壁のポートレート

道端の壁が気になって写真を撮り続けています。
でもオーロラやら植物・風景などが最近多いですね。

「われらはレギオン4」と量子論

2022年10月09日 | 最近読んだ本

 「われらはレギオン1~3」(ハヤカワ文庫)は、交通事故により冷凍保存された「ボブ」から復元されたコンピュータ頭脳を持つ宇宙船が、人類の存亡を懸けて、入植する他星系を探査したり、異星人と戦ったりするストーリーのSF小説ですが、今年発行されたその続編です。
 前作では、主人公である「ボブ」が自らを複製し、また複製されたボブ達が更に複製を繰り返して、それぞれのボブ達の目線で多数のプロットが同時進行してゆく構成となっていますが、新作ではうってかわって2つのプロットだけが進行して行きます。一つは、行方不明となったボブの1人を探している内に、AIが管理する人工世界に遭遇し、その世界に侵入しての捜索と世界成立の謎を追うロードゴーイング的な冒険活劇。
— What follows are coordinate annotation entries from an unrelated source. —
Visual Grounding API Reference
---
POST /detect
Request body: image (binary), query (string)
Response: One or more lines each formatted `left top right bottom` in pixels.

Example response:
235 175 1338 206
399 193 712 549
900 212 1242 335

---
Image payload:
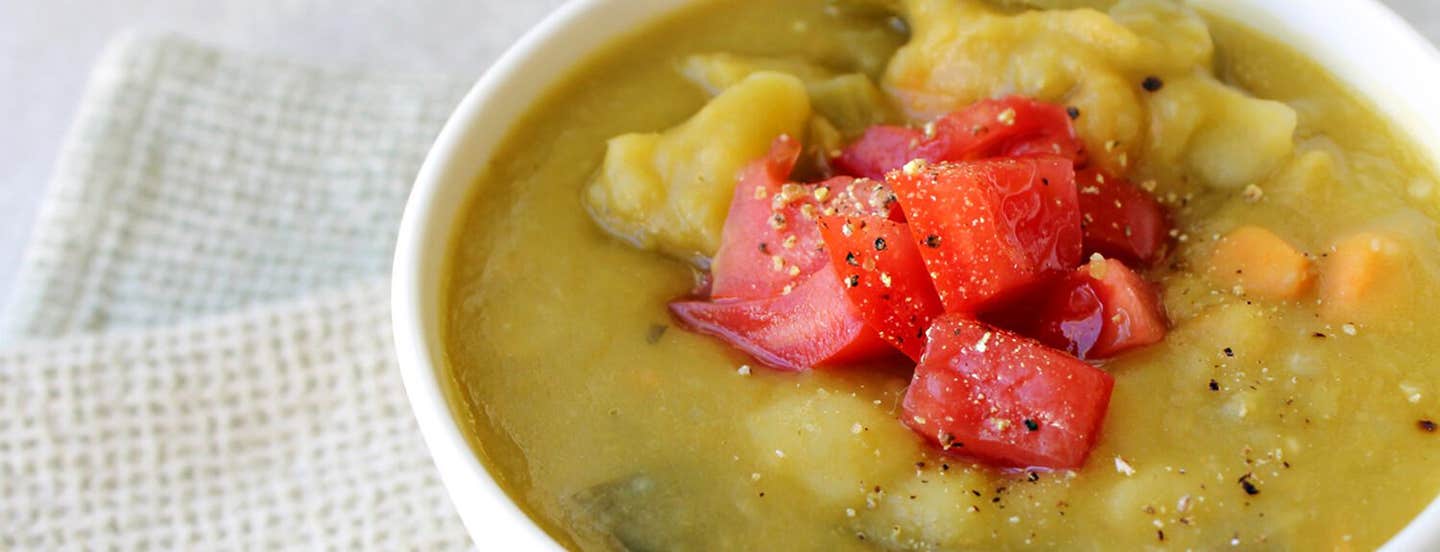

もう一つが、前作でも疑問として提示されていた、複製を繰り返すたびにボブ達の性格がわずかずつ変化して行くことに起因して、世界を巻き込んだボブ同士の抗争です。
 前置きが長くなりましたが、新作において、ボブの1人の推論として、複製が親のボブと全く同じにならない理由について、ある仮説が提示されます。それが量子複製不可能定理。量子複製不可能定理とは、未知の量子状態の複製は出来ないという理論ですが(現実に証明もされている。量子暗号が解読不可能とされるのはそのせい。)、曰く、各人が持つ自意識(魂と言い換えても良い)は量子的な存在であり、だからこそ、完全な複製は不可能なのだと…。
 もともと生身の脳からコンピュータへの自意識の複製がされたSF設定世界がベースなので、そこに量子論を持ち込むのは無茶ともいえますが、量子論が光速度の制限を受けないことなども取り込んでうまく説明されており、読んだとき感心して面白いと思いました。(文中で量子論の説明を全くしてないのは、SFファンなら量子論ぐらい押さえておけよ、という作者の考えか?)ともあれ、丁度、ノーベル物理学賞の発表があり、量子論に関係した3氏が受賞したこともあって、いろいろな空想やら疑問が浮かびます。
 自意識は本当に量子論で説明されるような存在なのだろうか?
 量子計算機は、自意識を持つAIが生まれるきっかけになるのだろうか?
 光速度に制限されない事象があるなら、そもそも光速度の制限って何だったの?
 「量子もつれ」は、絶対、僕の理性が否定するんだけど?
相対性理論ならばまだ理解(したようなふりは)出来ますが、量子論は「シュレディンガーの猫」を過ぎたあたりで白旗です。